BODY WORN CAMERAS AND STANDARD FIELD SOBRIETY TESTING
Recently Colorado passed extensive reforms to law enforcement. Senate Bill 20-217 titled Enhance Law Enforcement Integrity was signed into law (Gov. Polis) on June 19, 2020. This bill followed the murder of George Floyd by the hands of law enforcement in Minneapolis, Minnesota, on May 25, 2020.
Officers must wear and record interactions with the public through the use of a Body Worn Camera (BWC). Although several agencies began the use of body camera's years ago, many departments including the State Patrol were reluctant to use the devices. The video recordings of the actual contact has proven to be very useful evidence. This video evidence can either make the prosecution's case or it can be used to dispute much of the prosecution's case.
In terms of Driving Under the Influence (Section 42-4-1301, C.R.S.), this evidence can be extremely valuable. A DUI / DWAI investigation generally starts with the VEHICLE IN MOTION, followed by the second phase PERSONAL CONTACT and finally the PRE-ARREST SCREENING phase of the investigation. (See generally, DWI Detection and Standardized Field Sobriety Testing, National Highway Traffic Safety Administration (NHTSA)).

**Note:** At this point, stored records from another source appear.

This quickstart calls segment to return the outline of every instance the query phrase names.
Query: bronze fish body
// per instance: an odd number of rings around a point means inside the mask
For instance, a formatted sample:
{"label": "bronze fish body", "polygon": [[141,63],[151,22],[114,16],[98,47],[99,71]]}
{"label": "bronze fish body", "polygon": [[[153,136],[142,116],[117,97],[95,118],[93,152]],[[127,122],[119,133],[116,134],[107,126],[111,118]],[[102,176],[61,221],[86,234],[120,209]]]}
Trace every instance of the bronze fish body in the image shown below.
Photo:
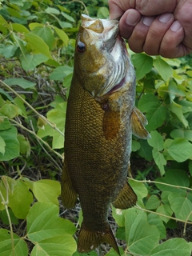
{"label": "bronze fish body", "polygon": [[83,222],[78,250],[107,242],[119,254],[107,221],[111,203],[135,205],[127,182],[132,130],[150,138],[144,115],[134,107],[135,74],[118,22],[82,15],[68,98],[62,199],[67,208],[79,197]]}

Video evidence of the actual interaction from the moment law enforcement stopped the vehicle (or came upon an accident) and the interaction of the person being investigated including the roadside sobriety tests is extremely valuable.
During a DUI stop, most law enforcement officers will ask a suspected DUI driver to get out of the vehicle and perform the Standard Field Sobriety Tests (SFSTs) or alternately called the Roadsides. The three (3) distinct maneuvers - Horizontal Gaze Nystagmus, Walk and Turn and One Leg Stand are scored by the officer. Each score is subjective and unless the performance by the suspected driver is recorded, a jury would never see the actual test performance but rather simply hear the officer testify as to how the person performed.
Often times, the camera catches a client in their worst moment and efforts to mitigate sentencing can begin immediately. However, there are times in which there exists a disconnect between the suspected driver's video performance and the notes that the law enforcement officer took. These are the cases in which video evidence makes a difference.